しかし、そのように言ってしまって終わっている人というのは、あまりゼップを聞き込んでない人なんだろうとは思う。
「ヘビーメタルの祖」というのなら、ディープ・パープルやブラック・サバスの方が、直接的な影響を大きく及ぼしていると思う(実際、ゼップ直系と思われる音を奏でるバンドはそう多くない。パープルの亜流はたくさんいると思うが。)。
これらのバンドと比べて、ゼップは多彩である。
ルーツをブルースにおきながらも、ケルト音楽ないしブリティッシュ・トラッドとか、アラブ音楽とか、ジェームスブラウン等のファンクミュージックとか、CSN&Yあたりをはじめとするアメリカ西海岸系のロック等々、さまざまな要素が垣間見られる。
ジミーペイジ、ジョンポールジョーンズという、元々他のミュージシャンのプロデュースなどを手がけていたメンバーもおり、音楽的な素地はかなり厚いグループ。単に「ヘビーメタル云々」と言ってしまうのは、あまりにも雑。

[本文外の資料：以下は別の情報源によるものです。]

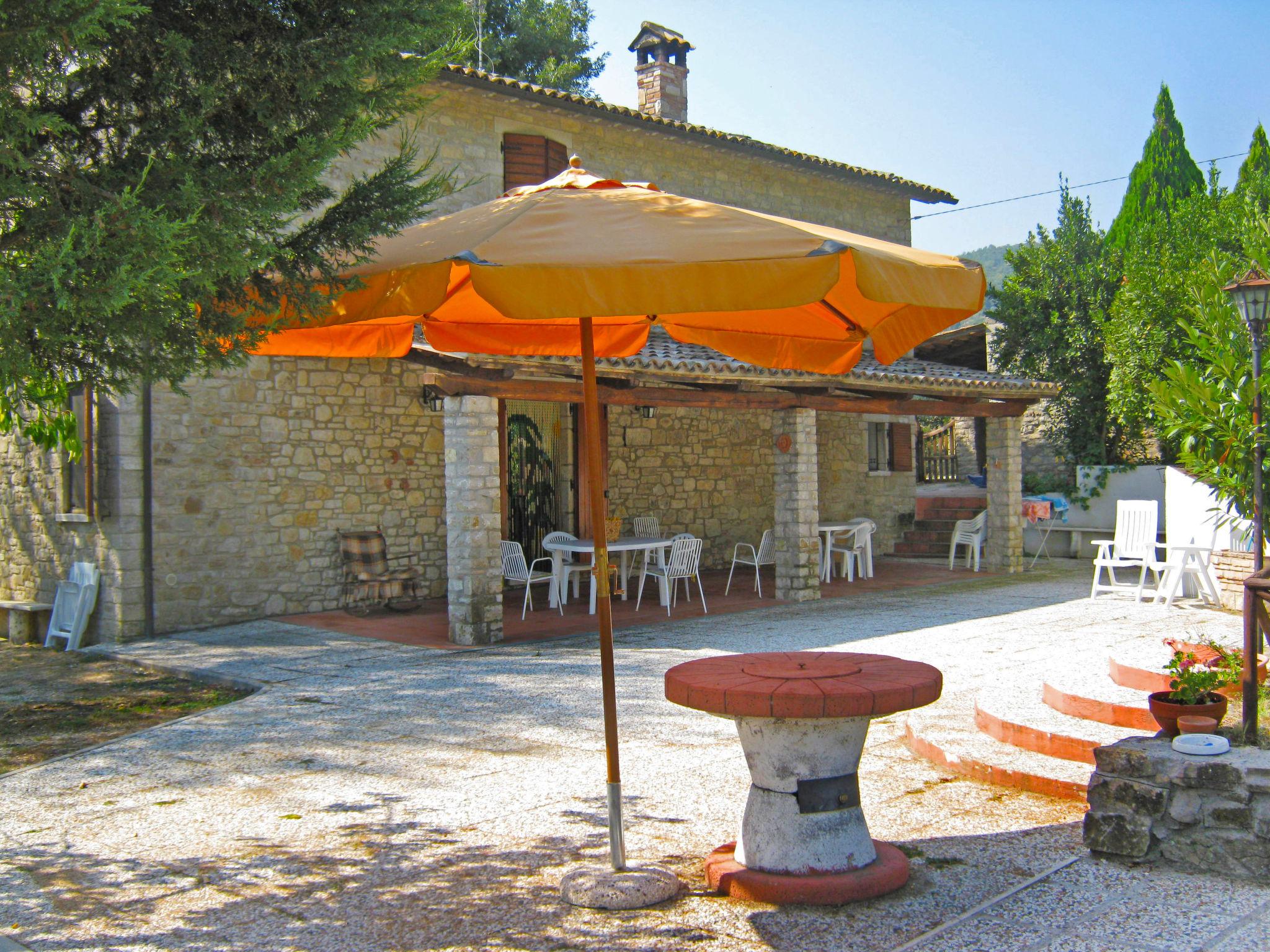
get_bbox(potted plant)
[1147,651,1237,738]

レッド・ツェッペリンの魅力を一言で言えば、「緩急の妙」および「リフ」(二言だった)。
例えば、「nobody's fault but mine(俺の罪)」のような曲に見られる、激しさのあとの「間」と、更に続く激しさ。また、「for your life」「wanton song」というような曲で聞ける、ある人にとっては単調なのだろうが、私のような人にとっては徐々に高揚して行く感覚がたまらない「リフ」である。
「whole lotta love(胸いっぱいの愛を)」とか、「stairway to heaven(天国への階段)」というような定番曲においても、これらの魅力は垣間見られる。

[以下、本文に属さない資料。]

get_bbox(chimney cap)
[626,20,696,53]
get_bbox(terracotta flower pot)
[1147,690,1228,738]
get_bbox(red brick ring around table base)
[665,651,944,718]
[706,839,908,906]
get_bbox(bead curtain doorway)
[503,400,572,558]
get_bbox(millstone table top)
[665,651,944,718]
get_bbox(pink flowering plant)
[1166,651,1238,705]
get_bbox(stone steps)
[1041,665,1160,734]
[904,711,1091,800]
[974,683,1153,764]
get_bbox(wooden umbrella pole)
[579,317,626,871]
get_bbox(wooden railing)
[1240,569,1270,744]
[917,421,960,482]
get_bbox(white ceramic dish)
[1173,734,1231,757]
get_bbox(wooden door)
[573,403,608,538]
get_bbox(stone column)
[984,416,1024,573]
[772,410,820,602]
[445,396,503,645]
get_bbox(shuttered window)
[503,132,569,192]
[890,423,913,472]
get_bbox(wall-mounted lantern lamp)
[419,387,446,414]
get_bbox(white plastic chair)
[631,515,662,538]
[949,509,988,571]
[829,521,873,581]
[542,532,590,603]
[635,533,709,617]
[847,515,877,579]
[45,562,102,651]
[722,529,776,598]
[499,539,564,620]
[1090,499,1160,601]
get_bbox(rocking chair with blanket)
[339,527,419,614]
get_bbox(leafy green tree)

かと思えば、「stairway~」でなく、「rain song」「the battle of evermore(限りなき戦い)」「thank you」といった曲での、アコースティックな、あるいはどこか幻想的な感覚。イギリスのバンドならではの音(「the battle~」では、ブリティッシュフォークのバンドであるフェアポートコンベンション(このグループも良い)のサンディ・デニーが客演)。
各アルバムに個性があり、それぞれ魅力がある。
ジョン・ボーナムが死んで、メンバーを補充することなく解散してしまったのも、やはりこのメンバーならではの音を出して行ける確信が持てなかったと言うことなのか?(その割には、ジミーペイジは度々再結成をしたがっているようだ。最近新境地を切り開いているロバートプラントはあまり乗り気でないようだが。)。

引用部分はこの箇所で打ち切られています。